Off a state highway along a "false" river, an oxbow lake made by the Mississippi, lies a narrow site which slopes to the water, shaded by a 100-year-old cypress tree. Descending the slope, a long skinny camp lies ready for summer weekends and fishing.
In Louisiana, where the natural environment is volatile, wet, hot, humid, and extremely fragile, most buildings seek to resist these extreme conditions. Contrary to the conventional approach, GATOR House encourages interaction with Louisiana's natural environment. Primarily, it creates human comfort in the seemingly uncomfortable and privileges social interaction in generous outdoor social living spaces. More porch than interior room, almost all occupancy happens under roof or in the shade of the tree. This includes living, dining, cooking, celebrating, and bathing. Using natural ventilation, fans, and deep shade, heat, humidity, and insects are controlled to establish human comfort outdoors. Secondly, it is raised above grade to protect from flooding and is made from materiality that does not rot, resists insects, can get wet, and be wiped down when it gets dirty.

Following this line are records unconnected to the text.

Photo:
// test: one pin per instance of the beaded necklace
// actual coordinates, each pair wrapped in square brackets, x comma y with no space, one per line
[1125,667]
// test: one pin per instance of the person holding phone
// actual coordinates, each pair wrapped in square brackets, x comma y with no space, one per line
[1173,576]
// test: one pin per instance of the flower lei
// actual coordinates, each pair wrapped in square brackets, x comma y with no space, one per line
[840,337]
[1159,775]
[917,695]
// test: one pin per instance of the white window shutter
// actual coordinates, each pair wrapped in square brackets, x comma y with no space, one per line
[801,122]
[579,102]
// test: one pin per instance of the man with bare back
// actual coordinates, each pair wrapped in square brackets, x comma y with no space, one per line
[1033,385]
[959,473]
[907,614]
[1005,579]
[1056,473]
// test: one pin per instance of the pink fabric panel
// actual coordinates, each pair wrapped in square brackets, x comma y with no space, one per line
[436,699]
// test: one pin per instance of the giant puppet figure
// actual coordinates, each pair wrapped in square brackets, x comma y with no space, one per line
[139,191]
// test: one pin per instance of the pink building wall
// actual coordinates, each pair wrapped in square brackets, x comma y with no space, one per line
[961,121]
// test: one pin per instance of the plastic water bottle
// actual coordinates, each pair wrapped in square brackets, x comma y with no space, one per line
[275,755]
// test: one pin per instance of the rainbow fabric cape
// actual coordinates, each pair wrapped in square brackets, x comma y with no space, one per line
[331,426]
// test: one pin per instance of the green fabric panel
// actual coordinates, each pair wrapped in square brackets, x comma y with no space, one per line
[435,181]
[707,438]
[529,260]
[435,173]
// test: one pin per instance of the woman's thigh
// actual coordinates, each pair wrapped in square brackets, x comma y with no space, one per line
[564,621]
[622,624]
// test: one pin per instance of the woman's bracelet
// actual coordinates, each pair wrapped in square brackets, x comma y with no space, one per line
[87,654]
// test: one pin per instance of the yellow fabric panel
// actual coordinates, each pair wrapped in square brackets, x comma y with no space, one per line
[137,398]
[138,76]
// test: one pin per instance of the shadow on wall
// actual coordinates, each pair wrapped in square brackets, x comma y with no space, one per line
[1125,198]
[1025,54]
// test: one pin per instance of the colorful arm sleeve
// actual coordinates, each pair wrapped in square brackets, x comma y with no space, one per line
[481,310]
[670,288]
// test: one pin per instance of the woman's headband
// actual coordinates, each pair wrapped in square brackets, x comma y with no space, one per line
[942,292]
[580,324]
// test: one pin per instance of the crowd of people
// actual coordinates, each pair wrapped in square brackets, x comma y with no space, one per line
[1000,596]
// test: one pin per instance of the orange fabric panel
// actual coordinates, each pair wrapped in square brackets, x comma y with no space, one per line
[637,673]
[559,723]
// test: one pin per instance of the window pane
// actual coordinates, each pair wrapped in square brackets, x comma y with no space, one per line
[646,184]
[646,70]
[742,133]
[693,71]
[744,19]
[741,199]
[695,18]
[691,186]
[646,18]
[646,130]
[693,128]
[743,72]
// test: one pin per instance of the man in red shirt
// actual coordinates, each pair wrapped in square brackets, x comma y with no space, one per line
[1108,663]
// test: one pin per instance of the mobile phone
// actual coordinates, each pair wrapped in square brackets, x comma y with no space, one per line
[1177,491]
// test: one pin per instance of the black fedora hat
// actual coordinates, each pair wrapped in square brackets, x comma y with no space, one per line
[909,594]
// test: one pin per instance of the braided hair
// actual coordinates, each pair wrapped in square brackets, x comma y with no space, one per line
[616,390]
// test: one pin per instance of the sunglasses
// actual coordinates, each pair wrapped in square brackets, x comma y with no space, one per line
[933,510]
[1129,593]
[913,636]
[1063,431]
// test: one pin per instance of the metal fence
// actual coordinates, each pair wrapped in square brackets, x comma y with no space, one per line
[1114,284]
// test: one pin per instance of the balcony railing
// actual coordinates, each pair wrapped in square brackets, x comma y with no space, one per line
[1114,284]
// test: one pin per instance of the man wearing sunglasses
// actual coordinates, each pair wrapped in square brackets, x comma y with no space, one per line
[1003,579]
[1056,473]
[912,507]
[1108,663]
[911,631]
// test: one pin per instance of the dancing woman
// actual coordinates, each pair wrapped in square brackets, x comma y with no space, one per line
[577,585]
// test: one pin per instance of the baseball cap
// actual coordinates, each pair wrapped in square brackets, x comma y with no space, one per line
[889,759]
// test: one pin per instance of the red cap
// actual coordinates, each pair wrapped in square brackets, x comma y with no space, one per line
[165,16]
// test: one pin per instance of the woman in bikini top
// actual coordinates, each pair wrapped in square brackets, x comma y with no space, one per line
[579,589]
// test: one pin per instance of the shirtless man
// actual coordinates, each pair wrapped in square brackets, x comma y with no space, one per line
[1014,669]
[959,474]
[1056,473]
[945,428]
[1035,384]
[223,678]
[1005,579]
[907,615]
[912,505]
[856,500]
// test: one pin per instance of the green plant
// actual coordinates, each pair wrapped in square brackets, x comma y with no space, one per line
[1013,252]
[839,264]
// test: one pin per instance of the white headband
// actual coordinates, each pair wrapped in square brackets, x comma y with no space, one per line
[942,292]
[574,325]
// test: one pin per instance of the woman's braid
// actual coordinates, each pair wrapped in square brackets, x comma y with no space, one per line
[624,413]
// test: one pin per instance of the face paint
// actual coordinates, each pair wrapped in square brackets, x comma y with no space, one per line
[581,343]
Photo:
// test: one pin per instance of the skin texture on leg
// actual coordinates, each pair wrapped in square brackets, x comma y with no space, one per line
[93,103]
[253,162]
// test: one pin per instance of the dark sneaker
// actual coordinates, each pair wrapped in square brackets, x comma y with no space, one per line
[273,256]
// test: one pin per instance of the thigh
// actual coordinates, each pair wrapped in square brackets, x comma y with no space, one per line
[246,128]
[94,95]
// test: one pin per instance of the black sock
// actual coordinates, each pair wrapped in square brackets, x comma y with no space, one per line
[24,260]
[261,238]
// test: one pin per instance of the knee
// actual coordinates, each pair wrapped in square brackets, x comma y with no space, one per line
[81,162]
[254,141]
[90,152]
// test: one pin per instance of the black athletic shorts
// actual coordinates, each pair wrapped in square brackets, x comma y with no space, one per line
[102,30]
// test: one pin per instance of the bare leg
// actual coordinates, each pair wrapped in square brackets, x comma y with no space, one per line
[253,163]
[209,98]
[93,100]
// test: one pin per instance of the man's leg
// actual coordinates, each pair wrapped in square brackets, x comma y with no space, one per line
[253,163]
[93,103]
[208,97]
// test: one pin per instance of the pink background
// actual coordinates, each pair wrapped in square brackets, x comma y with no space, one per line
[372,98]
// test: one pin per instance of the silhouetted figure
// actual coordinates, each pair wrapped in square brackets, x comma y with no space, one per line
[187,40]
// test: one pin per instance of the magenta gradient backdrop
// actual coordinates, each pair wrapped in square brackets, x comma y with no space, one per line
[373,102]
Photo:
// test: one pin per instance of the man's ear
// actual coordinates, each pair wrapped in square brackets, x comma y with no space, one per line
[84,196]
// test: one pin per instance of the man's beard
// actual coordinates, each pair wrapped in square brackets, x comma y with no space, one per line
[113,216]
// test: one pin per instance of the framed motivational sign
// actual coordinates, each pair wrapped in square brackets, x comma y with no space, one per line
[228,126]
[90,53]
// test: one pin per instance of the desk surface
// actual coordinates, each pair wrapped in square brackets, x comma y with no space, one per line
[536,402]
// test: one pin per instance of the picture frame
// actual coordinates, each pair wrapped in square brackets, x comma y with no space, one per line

The camp consists of three sleeping rooms, a kitchen (indoor and outdoor), two "living" porches, one long side porch, two bathrooms, and a mezzanine. The lower-level porch functions as a dining area, and the upper-level porch acts as the home’s living room. Off the upper porch, the guest bathroom is split into two parts (a shower room on one side and a toilet room on the other) to allow for simultaneous use. On the side porch, a wall of welded wire fabric provides handy hanging storage for life-vests, floaties, paddles, and other water-sport accessories. A mezzanine over the lower-level porch provides easy attic access which doubles as a kids’ escape. All porches are screened, maximize ventilation and shade, and can be completely secured with nine roll-up doors when the owners return to the city for work.
The owners asked that the camp to be durable and low-to-no maintenance. To fulfill this request, the exterior walls and roof are skinned in durable galvalume v-crimp and corrugated metal while the floors are composite lumber decking, recycled vinyl flooring, and tile for easy clean-up. The kitchen re-purposes an antique sink and uses sealed reclaimed cypress for shelves and counters, making a material connection to the large cypress tree visible from the kitchen window. Through the use of recyclable, recycled, or reclaimed materials, the goal was to create an occupancy that can last and resists construction waste.
A camp is a wet and dirty space and the context, although densely populated, is still the country. Gator House handles these variables and allows the owners complete relaxation and enjoyment at their getaway.